No matter what sector you work in, emerging from a recession is never an easy task. For those in the automotive industry, the future is riddled with uncertainties – the recession claimed more than 120,000 jobs in the United Kingdom, not to mention one of its major manufacturers, and stunted a lot of opportunity for growth. Across the United Kingdom and Europe, questions are constantly being asked about the future of the vehicle industry.
Fortunately, the answers are becoming increasingly more positive. The automotive industry remains Britain’s largest sector in terms of exports, accounting for a total of 11% of the UK’s total overseas trade and reaching more than 100 markets across the globe. 2013 saw a monumental increase in this sector of the market, and now experts are tipping continued growth through 2014.
Throughout the UK, new pockets of investment are beginning to provide growth: Jaguar have boosted the funding of their Ellesmere Port factory by £1 billion, BMW have invested £250 million in their Oxford & Swindon plants, and McLaren have created a new Formula One facility in their Woking headquarters with the promise of 400 new jobs.

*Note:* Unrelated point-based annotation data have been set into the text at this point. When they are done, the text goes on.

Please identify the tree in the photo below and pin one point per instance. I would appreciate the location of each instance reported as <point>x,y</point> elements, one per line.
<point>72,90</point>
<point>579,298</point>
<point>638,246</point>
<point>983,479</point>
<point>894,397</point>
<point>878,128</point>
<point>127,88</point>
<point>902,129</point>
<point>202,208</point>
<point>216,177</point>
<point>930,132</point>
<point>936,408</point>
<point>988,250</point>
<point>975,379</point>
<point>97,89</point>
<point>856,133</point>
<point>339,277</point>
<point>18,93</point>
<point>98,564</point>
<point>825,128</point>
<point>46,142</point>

Elsewhere, graduate schemes and advances into new areas of technology are helping to create thousands of new jobs. In the past five years, more than 75,000 young people have worked as apprentices in the engineering and manufacturing sectors – an increase of 85% since the middle of the recession. A move towards more flexible finance options for businesses such as factoring is also breathing new life into a once stagnant industry.
At a recent commercial finance roundtable hosted by ABN AMRO Commercial Finance, industry leaders discussed the state of finance in the automotive industry, attempting to clarify the strength of the economy in the UK. John Leech, Head of Automotive for KPMG, was among the first to tip the United Kingdom for upcoming success. "UK car production is certainly moving forward," he said. "Today there are just over 1.5 million cars being built in the UK, getting to two million in 2017."
But it won’t be easy for Britain to re-establish itself, says Leech, noting that 2014 will be a year of modest growth for the automotive sector as the industry works to re-align itself with its previous average. "A lot of manufacturers
are consolidating now – we are confident that the UK market can grow through 2017" says Leech.
Meeting manufacturing targets shall prove to be the most significant challenge. New vehicle registrations in the UK have fallen by more than half a million over the last decade, leading to a significant drop-off in production. Many believe that recapturing consumer interest will be the first step for generating growth in this sector.
But many retailers believe that consumer interest is not the highest priority and are looking instead towards the government and private investors to address their finance shortages.
"Attitudes to lending have thawed somewhat," says Guy Walsh, a Director for ABN AMRO Commercial Finance, "but the problems for smaller suppliers is access to money, and investment." He notes that, without investment, finance options for consumers are becoming much more limited.
Walsh went on to state that the changing face of the automotive market was a threat to manufacturers who had suffered under the recession. "From 2014 onwards, purely petrol or diesel vehicles won’t really exist anymore. It’s going to be growth through innovation and technology that will need to be supported," he says.
"What you need is personalised advice about what’s best for you and your business, and that sadly costs a lot to get."
His sentiments are echoed by Mark Orton, a partner at KPMG, who believes that the problem boils down to a lack of information. He states: "One of the issues facing us is giving funders the appetite to support the automotive sector. There are many funders out there who don’t like the sector – it’s an historical thing…The funders need to have experts in the sector to educate the company and free up the funding."
But despite these difficulties, the general outlook seems positive.
Signing off, Andy Povey of Finance Birmingham offered a vote of confidence for the sector. "Manufacturers have made progress and they need to continue down that road…The answer is there – we just need to work together to find it."
"The bigger message is that growth can only be sustained if the manufacturers and supply chain work a lot closer with each other."